As I got closer, I saw a metal plate laying flat on the wooden workbench. It glowed like a penny in the reflected light. It was not too big, not too small. About the size of my baby-blue plastic rectangular pencil box with the corrugated opaque plastic cover that slid open and closed like a roll-top desk. I loved that pencil box.

There was writing on that shiny metal plate. IT WAS MY NAME! Valerie Sue Thevictorian! And there were numbers under my name. Dates. IT WAS A HEADSTONE NAMEPLATE! But I wasn't dead! I was standing right there, in the cool dim safety of my grandpa's basement.

Oh, yeah. I was named after my father's little sister, who had died in early childhood of an infection. I knew who I was named for, but I really didn't dwell on it. It was not a matter that was ever discussed around me. I backed away from the workbench and went outside.

The basement had lost its charm for me that day. But I would be back.


  1. It was so addictive to me to go to the basement - like time travel. I also enjoyed my parent's attic. My dad was like my Grandmother - he saved everything.

  2. That would be shocking!
    My mothers little sister died from influenza. She was probably three. Her name was Josephine.

  3. My grandfather had a huge barn filled with lots of sawdust and mysterious contraptions. Their basement was a treasure trove as well. A wringer washing machine, for one thing...

  4. That must have been some discovery. My former in laws had a dirt basement/ foundation/crawl space, which scared the heck out of me.

  5. knancy,
    Now I AM jealous. No attic for me. Not unless you count my grandma's new old house after she got divorced, where she had an attic over her garage where Hick found a mummified cat. Grandma never had a cat. I was too old to truly enjoy the garage attic junk, though Hick DID put the mummified cat in a large Ziploc bag and offer it to me. For school, he said. Always the educator, that Hick...

    I hope you weren't hiding anything when you wrote about being called "Jody" as a boy. Like maybe an old Johnny Cash song might be found, about A Boy Named Josephine.

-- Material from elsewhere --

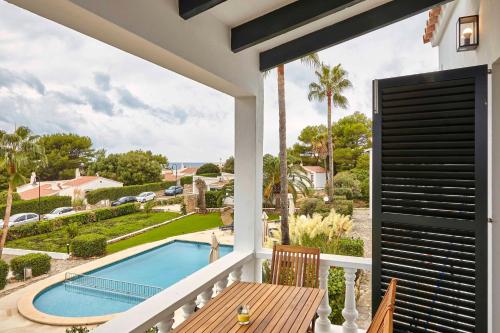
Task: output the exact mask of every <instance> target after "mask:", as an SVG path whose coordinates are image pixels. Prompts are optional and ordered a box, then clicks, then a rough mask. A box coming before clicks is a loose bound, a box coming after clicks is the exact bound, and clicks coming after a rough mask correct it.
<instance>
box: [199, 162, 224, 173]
mask: <svg viewBox="0 0 500 333" xmlns="http://www.w3.org/2000/svg"><path fill="white" fill-rule="evenodd" d="M207 173H215V174H217V175H219V174H220V169H219V167H218V166H217V165H215V164H213V163H206V164H203V165H202V166H201V167H199V168H198V170H196V174H197V175H203V174H207Z"/></svg>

    Not making me jealous! Maybe you can get some tutoring from knancy. My grandpa on the other side of the family had a wringer washing machine in his basement. He used to wash his work clothes in it. He, too, worked in the lead mines. I guess they didn't have those shower rooms and separate locker rooms and hand out clothes back in their day. Now my niece's husband works in a lead mine, and he says they HAVE to take off their clothes in one locker room, then go shower, and come out into the 'clean' locker room and put on their home clothes. Oh, and when they start a shift, they have shelves of clean clothes (washed by the company) to put on for work. And blood testing every week.

    Dang. Now I feel like Karen Silkwood.

    I rented a house in Cuba MO that had a crawlspace instead of a basement. My dad, the bravest man on the face of the earth, crawled partway under there to run some telephone cable for me. That was his job at one time, working for Ma Bell before she was dismembered into infinite Baby Bells, then Frankensteined back together as AT&T. Dad had long wooden poles with various clippy/clampy trigger ends to run that wire. But he was still UNDER the house in a CRAWLSPACE. In puddles of water. With spiders.

  6. My sister was the snooper in our family, but I don't think she ever found her own tombstone.

  7. Kathy,
    I was not a snooper! Just an explorer who investigated things when nobody else was around. I never even tried to find my hidden Christmas presents. I liked to be surprised. But not surprised with my own name on a tombstone.